消費税増税には、もう一つの重要な観点が必要である。年金、医療、介護の政府負担・自治体負担を、どうするのかである。年金、医療、介護の制度が破綻すれば、被害が大きいのは低所得者や中流階級である。高所得者には、影響が少ない。所得税、法人税を増税することが全くできないわけではないが、既に決定済みの消費税増税を実現して、同時に低所得者対策として4000円の定額還付を実施するのが実施に困難が少ない現実的な方策と考える。

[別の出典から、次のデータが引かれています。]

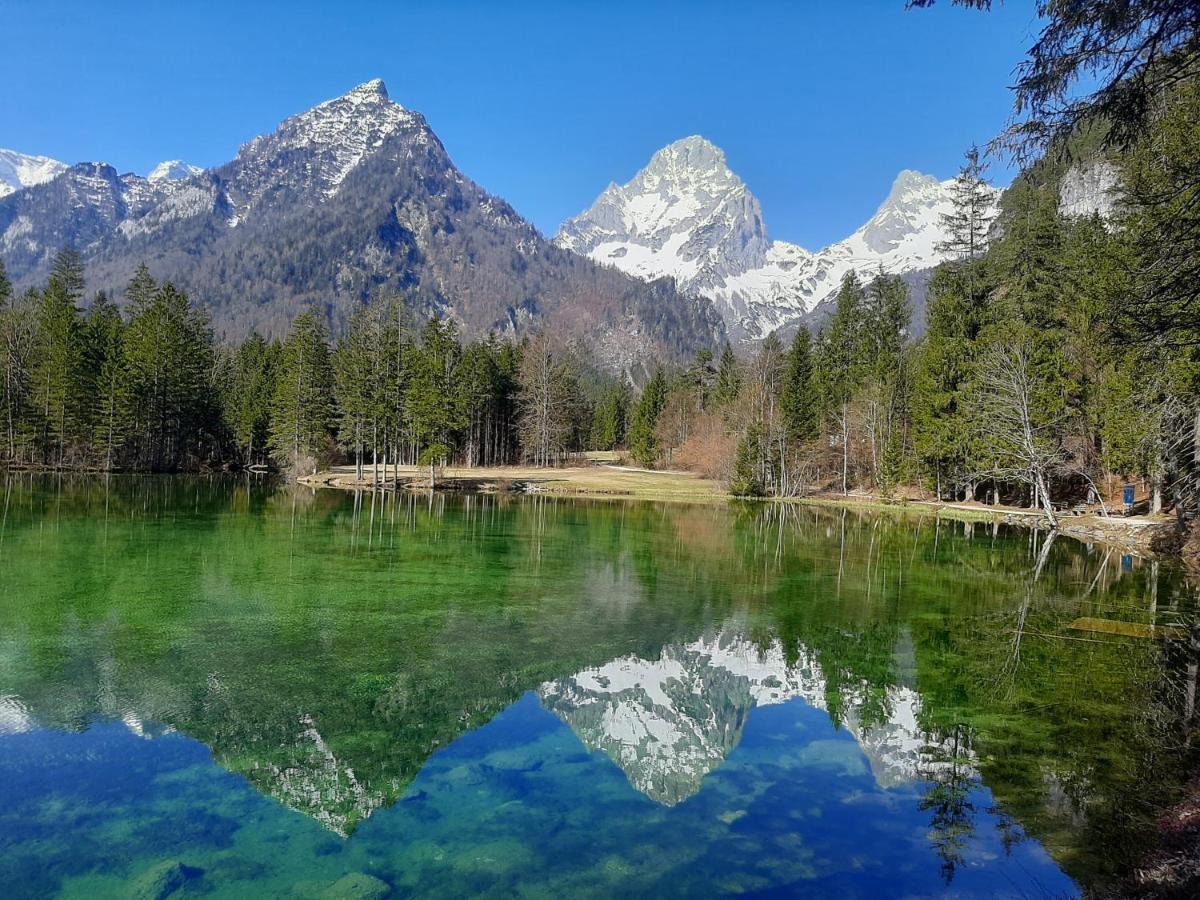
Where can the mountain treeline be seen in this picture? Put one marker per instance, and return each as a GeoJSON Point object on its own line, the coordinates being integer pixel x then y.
{"type": "Point", "coordinates": [150, 390]}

年金、医療、介護の政府負担と自治体負担ならびに保険料負担についての表を掲げておきます。都道府県負担や市町村負担としている部分についても政府からの国庫補助金が支出されていることが多いが、どうなったとしても税金であることに変わりはなく、年金、医療、介護の税金負担は合計28.2兆円です。

Pensionmedicalcare20159

高齢者比率が今後更に高くなっていくのであり、保険料率を据え置くとして、保険料収入総額は減少する。高くすると、支える側が負担に耐えきれなくなる。例えば、後期高齢者医療制度においては、後期高齢者は年間約1兆円の保険料を負担するものの、受け取る保険金は年に12.7兆円です。高齢者医療制度を批判しているのではなく、弱者にも中堅層にも優しい制度として発展させていくためには、ある程度税金から支援することがどうしても必要であり、そのためには増税を含め正しい制度設計をする必要がある。政治家にだまされてはいけないと言いたいのです。